Hochschild: What I expected was a self-centered people, but I found people who were nothing like that, quite the opposite. They were openhearted, they were communal. They were very eager to be known. They’d say, ‘Thanks for coming. We’re the flyover state, people don’t care about us, they don’t know who we are. They think we’re racist and homophobic and sexist and fat.’ There was a gratitude toward me, and I would tell them exactly who I was: ‘I think I live in a political bubble, and I’m trying to get out of mine and into yours. Will you talk to me? In some of them you sensed loss and a sense of being invisible and unappreciated and insulted. That liberals just think they’re rednecks. Here were people, some who had worked very hard, half were college-educated, and they just felt put down, and they felt a drifting downward in their economic circumstance, but didn’t hear anyone listening to them about their distress. They felt like a minority group.

Notice how shocked Hochschild appears to have been, when she actually got to know these Tea Party types, that they are not foaming-at-the-mouth racists.

I also find it fascinating that a sociology professor, supposedly a stalwart of scientific objectivity when it comes to population demographics: A) had a stereotype of white Louisiana as a “self-centered people”, and B) would admit it.

Q: So you don’t think the two sides are as far apart as it feels right now? What exactly is Donald Trump tapping into then?

There are fundamental differences, but there are yet more fundamental commonalities. He speaks to their underlying feeling of invisibility and being disparaged. He’s a charismatic leader, he’s not just a maker of a narrative; he’s proposing himself as a personal messenger of their desires and their distress. They don’t feel either party has mentioned them, that they are people who feel that they are quintessentially American, that they’ve bought the line that if you work hard and obey the rules, you will have the opportunity to better yourself. They feel like they have worked hard and obeyed the rules, but they don’t feel like they’ve achieved the American Dream. So that puts them in a psychological state of vulnerability, which Trump has moved in on.

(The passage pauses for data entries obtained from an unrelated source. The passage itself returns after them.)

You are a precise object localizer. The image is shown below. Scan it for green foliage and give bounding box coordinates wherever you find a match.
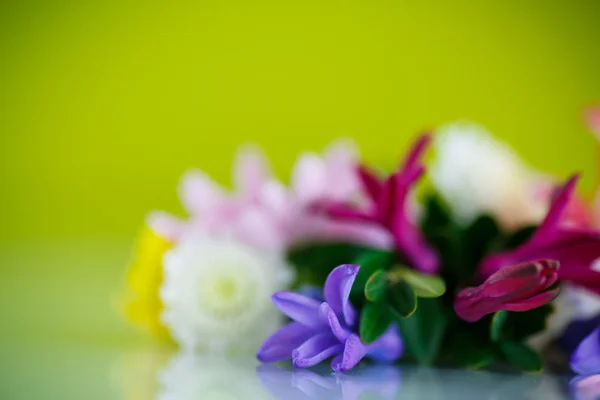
[359,301,392,344]
[396,299,448,365]
[386,280,417,318]
[287,243,368,286]
[500,342,543,372]
[490,310,508,342]
[398,267,446,297]
[365,269,388,302]
[345,249,394,304]
[490,304,552,342]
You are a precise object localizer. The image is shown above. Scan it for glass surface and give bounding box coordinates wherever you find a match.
[0,239,576,400]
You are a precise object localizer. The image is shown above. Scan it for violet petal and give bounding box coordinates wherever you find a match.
[272,292,321,326]
[367,324,404,362]
[292,332,344,368]
[331,334,367,372]
[571,327,600,375]
[325,264,360,327]
[319,303,351,342]
[256,322,315,363]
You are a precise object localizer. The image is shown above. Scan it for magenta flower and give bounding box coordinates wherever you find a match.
[328,134,439,274]
[454,260,559,322]
[256,264,403,372]
[480,175,600,293]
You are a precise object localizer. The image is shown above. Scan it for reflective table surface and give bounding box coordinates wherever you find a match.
[0,240,580,400]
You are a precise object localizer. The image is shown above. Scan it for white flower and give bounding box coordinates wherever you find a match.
[160,235,292,353]
[156,353,268,400]
[430,122,548,230]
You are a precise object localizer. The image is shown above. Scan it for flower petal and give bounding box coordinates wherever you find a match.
[179,169,226,215]
[292,332,344,368]
[331,334,367,372]
[325,264,360,327]
[319,303,351,342]
[571,328,600,375]
[271,292,324,326]
[256,322,315,363]
[358,165,383,202]
[367,324,404,361]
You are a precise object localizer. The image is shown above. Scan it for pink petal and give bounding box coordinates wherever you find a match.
[179,170,225,215]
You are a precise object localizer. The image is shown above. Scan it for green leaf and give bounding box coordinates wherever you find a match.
[490,310,508,342]
[386,280,417,318]
[359,301,392,344]
[350,249,394,304]
[399,268,446,297]
[466,215,502,265]
[396,299,448,365]
[500,342,543,372]
[287,243,368,286]
[365,269,387,302]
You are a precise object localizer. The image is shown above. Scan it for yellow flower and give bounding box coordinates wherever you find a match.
[123,226,172,340]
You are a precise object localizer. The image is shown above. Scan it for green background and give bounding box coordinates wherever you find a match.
[0,0,600,398]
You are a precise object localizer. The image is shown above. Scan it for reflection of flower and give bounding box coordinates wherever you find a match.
[431,123,548,230]
[149,142,388,248]
[480,176,600,293]
[160,236,291,351]
[125,227,171,338]
[327,135,439,273]
[454,260,559,322]
[257,265,403,371]
[156,353,266,400]
[256,365,402,400]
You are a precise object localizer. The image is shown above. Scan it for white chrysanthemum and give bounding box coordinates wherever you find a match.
[156,353,268,400]
[160,236,292,352]
[430,122,547,229]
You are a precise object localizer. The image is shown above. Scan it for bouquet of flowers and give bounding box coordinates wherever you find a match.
[119,114,600,372]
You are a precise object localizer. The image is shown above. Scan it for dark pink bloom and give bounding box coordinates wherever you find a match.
[480,175,600,294]
[327,134,439,274]
[454,260,559,322]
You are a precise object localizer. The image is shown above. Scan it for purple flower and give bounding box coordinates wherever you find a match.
[480,175,600,294]
[571,327,600,400]
[571,327,600,375]
[454,260,559,322]
[327,134,439,274]
[256,264,403,371]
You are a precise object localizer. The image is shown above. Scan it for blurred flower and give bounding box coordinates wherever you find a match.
[326,135,439,273]
[123,226,171,339]
[156,353,268,400]
[257,265,403,371]
[431,122,548,230]
[256,365,402,400]
[480,176,600,293]
[571,327,600,400]
[454,260,559,322]
[571,327,600,375]
[160,235,292,352]
[148,141,389,249]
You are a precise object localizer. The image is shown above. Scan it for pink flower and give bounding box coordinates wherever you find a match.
[480,175,600,293]
[327,135,439,273]
[148,142,390,249]
[454,260,559,322]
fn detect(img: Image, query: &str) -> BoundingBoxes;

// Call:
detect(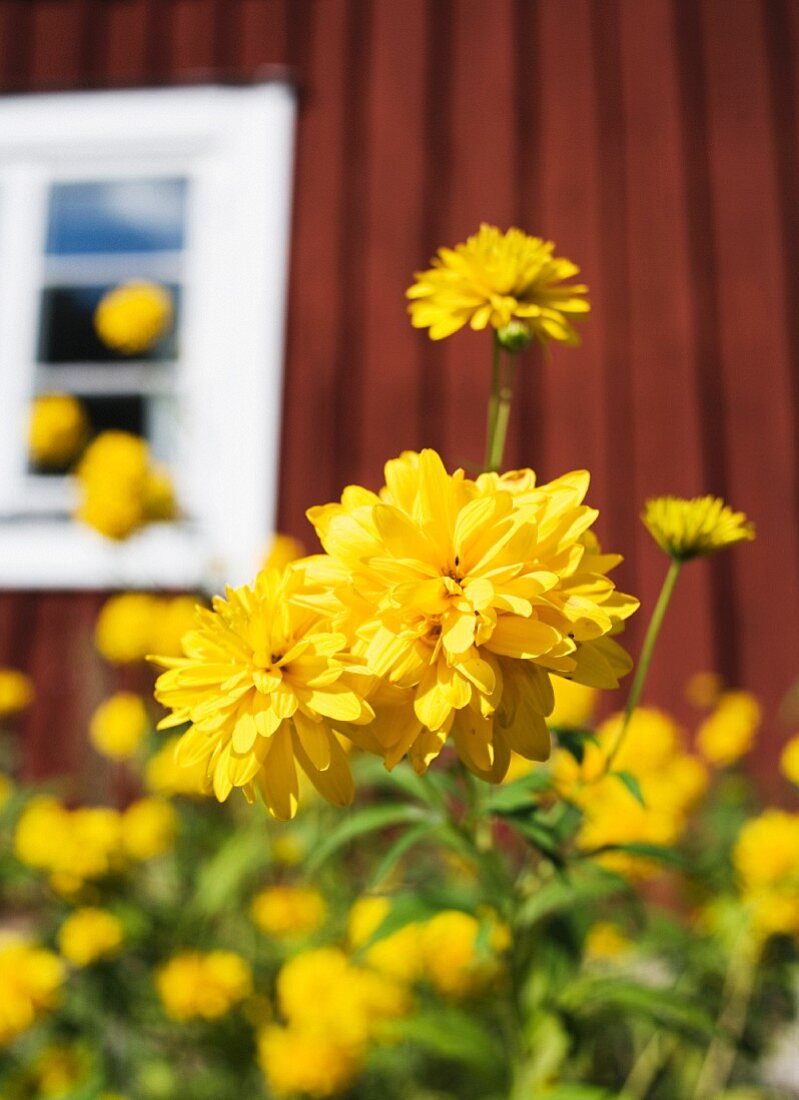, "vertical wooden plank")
[434,0,519,471]
[240,0,291,72]
[280,0,350,540]
[360,0,429,485]
[620,0,715,708]
[701,0,799,739]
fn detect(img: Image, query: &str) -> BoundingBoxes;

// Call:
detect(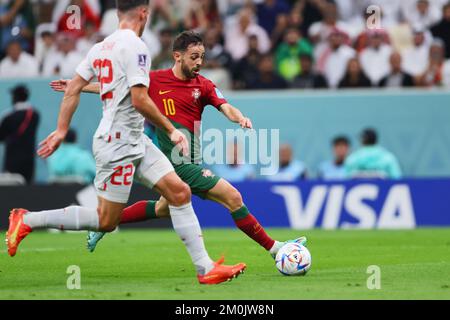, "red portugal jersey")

Hochschild rightly sees intolerance as more of a problem in the Left than the Right:

Q: So is lack of empathy what is driving us apart?

It’s absolutely one part. It would be far too simple to say it was the only part. But it is a basic part. I think a lot of people can do it. They do it with their spouses, their children, their loved ones. If you believe that getting to know people who are profoundly different from you is dangerous or ill-advised, then you’re not going to want to do it, then you won’t even try to do it. Progressives have to get out of their corner and reach out; we’re stuck in our enclaves, our geographic enclaves, our media enclaves. Extreme blame-pinning rhetoric tends to extinguish empathy toward the ‘other’ and create fellow-feeling among those with whom one already agrees.

Q: So the onus is on progressives? Is there a responsibility for conservatives to reach out too?

It goes both ways but I think liberals bear the bigger responsibility, and the bigger interest, if they want to understand why the democratic party has lost so many blue collar white voters.

Hochschild has a long form piece in Mother Jones which is a distillation of her book.